A motion to enter the case in the Commercial Court list was listed on January 21st.
Mr Geaney was not available for comment, but sources close to Mr Geaney said that the case also deals with his options over Elan shares and the deadline for exercising them. The options could be worth $20 million (€15.3 million) based on the company's current share price.
Elan has refused to comment on the case, but a spokeswoman for the company said yesterday: "Elan is confident that it has treated its former executive fairly and respectfully."
The former KPMG partner was chairman and chief executive of Elan until July 2002, when he resigned in the wake of a collapse in the company's shares.
He had led the company since 1997, when he succeeded company founder Mr Don Panoz as chairman.
He joined the company as executive vice-president with responsibility for strategic planning in 1987, having advised on its Nasdaq flotation in 1984.
After stepping down in 2002, he remained on as an adviser to the new chairman, Mr Garo Armen, for a further 12 months at his then base salary of $520,000. Mr Tom Lynch, the Elan vice-chairman, stepped down at the same time.
According to the company's 2002 annual report, Mr Geaney had options over almost 2.6 million Elan shares at an average subscription price of $17.65.

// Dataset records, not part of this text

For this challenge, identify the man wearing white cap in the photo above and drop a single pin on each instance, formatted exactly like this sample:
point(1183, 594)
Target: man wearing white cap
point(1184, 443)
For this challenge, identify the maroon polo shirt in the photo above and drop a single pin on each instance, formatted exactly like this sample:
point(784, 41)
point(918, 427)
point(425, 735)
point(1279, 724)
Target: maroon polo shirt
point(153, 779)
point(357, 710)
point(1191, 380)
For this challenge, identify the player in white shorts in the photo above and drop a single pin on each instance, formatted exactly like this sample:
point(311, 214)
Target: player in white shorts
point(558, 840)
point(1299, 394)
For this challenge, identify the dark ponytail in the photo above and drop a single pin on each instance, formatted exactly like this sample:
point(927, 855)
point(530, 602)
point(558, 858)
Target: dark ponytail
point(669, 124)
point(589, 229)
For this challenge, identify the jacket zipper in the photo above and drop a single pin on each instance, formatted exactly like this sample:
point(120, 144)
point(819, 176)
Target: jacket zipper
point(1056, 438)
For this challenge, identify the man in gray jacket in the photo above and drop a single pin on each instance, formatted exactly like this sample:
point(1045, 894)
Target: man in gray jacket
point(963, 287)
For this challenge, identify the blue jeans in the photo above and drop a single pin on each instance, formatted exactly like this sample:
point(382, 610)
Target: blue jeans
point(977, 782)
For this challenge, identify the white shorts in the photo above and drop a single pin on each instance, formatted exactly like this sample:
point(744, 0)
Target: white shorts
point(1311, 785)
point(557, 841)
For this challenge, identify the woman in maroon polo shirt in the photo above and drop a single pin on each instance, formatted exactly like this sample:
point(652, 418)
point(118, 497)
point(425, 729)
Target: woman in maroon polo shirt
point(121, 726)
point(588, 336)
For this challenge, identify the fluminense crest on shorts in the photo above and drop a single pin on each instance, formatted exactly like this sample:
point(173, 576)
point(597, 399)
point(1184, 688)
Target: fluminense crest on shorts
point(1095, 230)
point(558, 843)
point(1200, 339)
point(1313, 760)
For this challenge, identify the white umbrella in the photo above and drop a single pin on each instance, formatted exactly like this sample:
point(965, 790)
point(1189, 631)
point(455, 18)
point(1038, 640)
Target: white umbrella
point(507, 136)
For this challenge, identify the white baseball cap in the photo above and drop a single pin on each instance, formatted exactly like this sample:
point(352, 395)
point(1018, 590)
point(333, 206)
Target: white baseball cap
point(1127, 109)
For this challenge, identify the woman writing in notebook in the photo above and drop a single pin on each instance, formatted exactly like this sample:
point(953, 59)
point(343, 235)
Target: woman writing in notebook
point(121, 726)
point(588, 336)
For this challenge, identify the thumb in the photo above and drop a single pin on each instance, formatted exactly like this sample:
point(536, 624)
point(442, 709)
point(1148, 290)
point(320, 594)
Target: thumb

Elan shares are currently trading at over $26, implying that Mr Geaney's options could be worth in the region of $20 million assuming he has not exercised them.
Elan has not published any information on Mr Geaney's share options since he left the board, and declined to comment yesterday on whether he has exercised any options since 2002.
Elan's shares fell from more than €40 a share to close to $2 in the first six months of 2002. It followed suspension of trials of its Alzheimer's drug and queries about its accounting policies in the media. These led to a investigation by the Securities and Exchange Commission (SEC), which concluded late last year.
The company was subsequently turned around by Dr Armen and a new chief executive, Mr Kelly Martin. Shares in Elan rose steadily last year on the back of a stream of good news.
In October last year, the company paid $75 million to settle a class action taken against it, Mr Geaney and other executives. The class action was taken by investors who lost money when Elan's shares collapsed in 2002.
The company also agreed to pay a $15 million civil fine to the SEC in return for the commission ending its investigation. The company said that it "will neither admit nor deny the allegations".